There’s no need to censor yourself. This isn’t a letter for critique or publication. It’s a form of listening. You’re allowing your embodied self to write—to remind you that your body is not separate from your wisdom, but part of it.
Writing Without Rules
Some of the most meaningful writing never follows rules. It might be fragmented, emotional, disjointed, or full of contradictions. That’s okay. Let your words move the way breath moves—sometimes slow and steady, sometimes ragged and rushed.

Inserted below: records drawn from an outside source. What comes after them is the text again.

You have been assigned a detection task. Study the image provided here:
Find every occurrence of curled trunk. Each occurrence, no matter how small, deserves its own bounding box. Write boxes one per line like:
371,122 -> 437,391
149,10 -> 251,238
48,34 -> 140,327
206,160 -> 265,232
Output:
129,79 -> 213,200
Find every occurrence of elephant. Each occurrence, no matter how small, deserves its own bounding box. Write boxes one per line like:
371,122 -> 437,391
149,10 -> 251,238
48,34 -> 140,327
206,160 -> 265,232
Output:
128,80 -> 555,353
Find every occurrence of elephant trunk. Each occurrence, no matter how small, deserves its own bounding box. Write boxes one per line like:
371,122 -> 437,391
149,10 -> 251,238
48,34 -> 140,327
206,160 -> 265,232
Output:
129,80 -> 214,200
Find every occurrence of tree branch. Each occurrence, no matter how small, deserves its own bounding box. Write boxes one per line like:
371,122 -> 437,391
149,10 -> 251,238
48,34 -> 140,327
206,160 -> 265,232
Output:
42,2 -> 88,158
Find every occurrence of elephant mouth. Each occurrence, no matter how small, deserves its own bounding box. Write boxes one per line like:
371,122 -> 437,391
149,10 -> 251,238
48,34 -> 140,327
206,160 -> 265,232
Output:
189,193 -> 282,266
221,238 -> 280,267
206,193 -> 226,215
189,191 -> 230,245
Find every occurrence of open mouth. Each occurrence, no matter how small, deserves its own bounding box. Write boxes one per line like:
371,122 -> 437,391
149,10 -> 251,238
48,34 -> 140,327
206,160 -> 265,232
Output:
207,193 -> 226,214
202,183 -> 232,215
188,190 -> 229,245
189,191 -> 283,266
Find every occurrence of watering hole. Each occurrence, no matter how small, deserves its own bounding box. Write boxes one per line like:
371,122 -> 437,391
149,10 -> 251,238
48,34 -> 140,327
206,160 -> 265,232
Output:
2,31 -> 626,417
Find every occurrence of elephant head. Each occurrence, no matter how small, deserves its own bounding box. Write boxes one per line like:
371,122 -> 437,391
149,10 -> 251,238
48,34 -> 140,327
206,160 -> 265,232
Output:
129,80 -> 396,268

What matters most is that you’re creating space. A space where the full spectrum of who you are—mind, body, soul—can exist together. In this kind of writing, there’s no pressure to sound smart, to be coherent, or to make a point. You’re simply giving yourself permission to be heard.
The Power of Being Whole
Over time, this practice of embodied writing becomes a kind of homecoming. You start to notice the subtle ways your body speaks: the tension in your shoulders when you’re overextended, the flutter in your chest when something resonates, the ache in your belly when a boundary’s been crossed. These signals have always been there—but writing helps us learn their language.
When we write with our whole selves, we begin to live with our whole selves. And that’s where transformation begins—not in the pursuit of perfect thoughts, but in the intimate, everyday act of listening inward.
So go ahead. Pick up a pen. Come back home. Write from your bones, your belly, your breath. Write not to be understood—but to understand. Not to be read—but to be felt.